Build a centralized audit data collection for Amazon RDS for PostgreSQL using Amazon S3 and Amazon Athena

Database audits are one of the important compliance requirements that organizations need to meet. You might be required to capture, store, and retain the audit data for the long term. You also need to meet your organization’s information security regulations and standards.

In this post, we show you how to capture and store audit data from an Amazon Relational Database Service (Amazon RDS) for PostgreSQL database and store it in Amazon Simple Storage Service (Amazon S3). We also show you how to process the audit data using AWS Glue and query it with Amazon Athena. This solution makes it easier to process and query audit data and can free up database resources from storing and processing audit data.

Solution overview

The following diagram shows the solution architecture, which uses the following AWS services to analyze PostgreSQL audit files:

Amazon Athena
Amazon CloudWatch
AWS Glue
Amazon Kinesis Data Firehose
AWS Lambda
Amazon S3

The high-level steps to implement this solution are as follows:

Create AWS Identity and Access Management (IAM) roles.
Create a Lambda function to decrypt the streams.
Create an S3 bucket for storing the files generated by Kinesis Data Firehose.
Enable Amazon RDS to write to CloudWatch Logs.
Create a Firehose delivery stream.
Create a subscription filter.
Set up an AWS Glue database, crawler, and table.
Run Athena queries to identify database performance issues.

Prerequisites

To follow along with this post, you must have the following prerequisites:

An AWS account with proper privileges to create and configure the necessary infrastructure.
An RDS for PostgreSQL database. For instructions, refer to Create and Connect to a PostgreSQL Database.
Auditing set up for the PostgreSQL database. For instructions, refer to Logging at the session and object level with the pgAudit extension.
The necessary roles to interact with the services. We provide more details in the following section.

Because this solution involves setting up and using AWS resources, it will incur costs in your account. Refer to AWS Pricing for more information. We strongly recommend that you set this up in a non-production instance and run end-to-end validations before you implement this solution in a production environment.

Create IAM roles

You can create your IAM roles using the IAM console, the AWS Command Line Interface (AWS CLI), the AWS Tools for PowerShell, or the IAM API. For more information, refer to Creating IAM roles.

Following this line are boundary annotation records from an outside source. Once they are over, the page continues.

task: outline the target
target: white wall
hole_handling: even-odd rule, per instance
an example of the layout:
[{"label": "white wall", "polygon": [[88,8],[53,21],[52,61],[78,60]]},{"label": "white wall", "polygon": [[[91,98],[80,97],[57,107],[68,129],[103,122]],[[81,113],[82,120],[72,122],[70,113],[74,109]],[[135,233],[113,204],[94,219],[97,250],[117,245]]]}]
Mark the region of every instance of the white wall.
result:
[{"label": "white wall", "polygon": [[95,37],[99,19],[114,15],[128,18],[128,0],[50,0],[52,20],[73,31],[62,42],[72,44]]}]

You need three roles: CWLtoKinesisFirehoseRole, FirehosetoS3Role, and CWLtofirehose-lambda-exec-role. The CWLtoKinesisFirehoseRole allows CloudWatch Logs to stream data to Kinesis Data Firehose. See the following code:

{
    "Statement": [
        {
            "Effect": "Allow",
			"Action": 
				[
                "firehose:DescribeDeliveryStream",
                "firehose:PutRecord",
                "firehose:StartDeliveryStreamEncryption",
                "firehose:CreateDeliveryStream",
                "firehose:PutRecordBatch",
                "firehose:ListDeliveryStreams",
                "firehose:StopDeliveryStreamEncryption",
                "firehose:ListTagsForDeliveryStream",
                "firehose:UpdateDestination"
            ],
            "Resource": [
                "arn:aws:firehose:us-east-2:111111111:deliverystream/DB-CWL-KinesisDataFirehose"
            ]
        }
    ]
}

The FirehosetoS3Role allows Kinesis Data Firehose to write to Amazon S3. See the following code:

{
    "Statement": [
        {
            "Effect": "Allow",
            "Action": [
                "s3:AbortMultipartUpload",
                "s3:GetBucketLocation",
                "s3:GetObject",
                "s3:ListBucket",
                "s3:ListBucketMultipartUploads",
                "s3:PutObject"
            ],
            "Resource": [
                "arn:aws:s3:::pgaudit2",
                "arn:aws:s3:::pgaudit2/*"
            ]
        }
    ]
}

The CWLtofirehose-lambda-exec-role is the Lambda execution role. See the following code:

{
    "Version": "2012-10-17",
    "Statement": [
        {
            "Effect": "Allow",
            "Action": "logs:CreateLogGroup",
            "Resource": "arn:aws:logs:us-east-2:111111111:*"
        },
        {
            "Effect": "Allow",
            "Action": [
                "logs:CreateLogStream",
                "logs:PutLogEvents"
            ],
            "Resource": [
                "arn:aws:logs:us-east-2:111111111:log-group:/aws/lambda/CWLtofirehose:*"
            ]
        }
    ]
}

Create a Lambda function

We create the Lambda function to decrypt the streams and push the records to Amazon S3 via Kinesis Data Firehose. Then we add a layer to the function for the logger. To create the function on the Lambda console, complete the following steps:

On the Lambda console, choose Functions in the navigation pane.
Choose Create function.
Name your function CWLtofirehose.
Choose the runtime Python 3.10.
Choose the existing role CWLtofirehose-lambda-exec-role.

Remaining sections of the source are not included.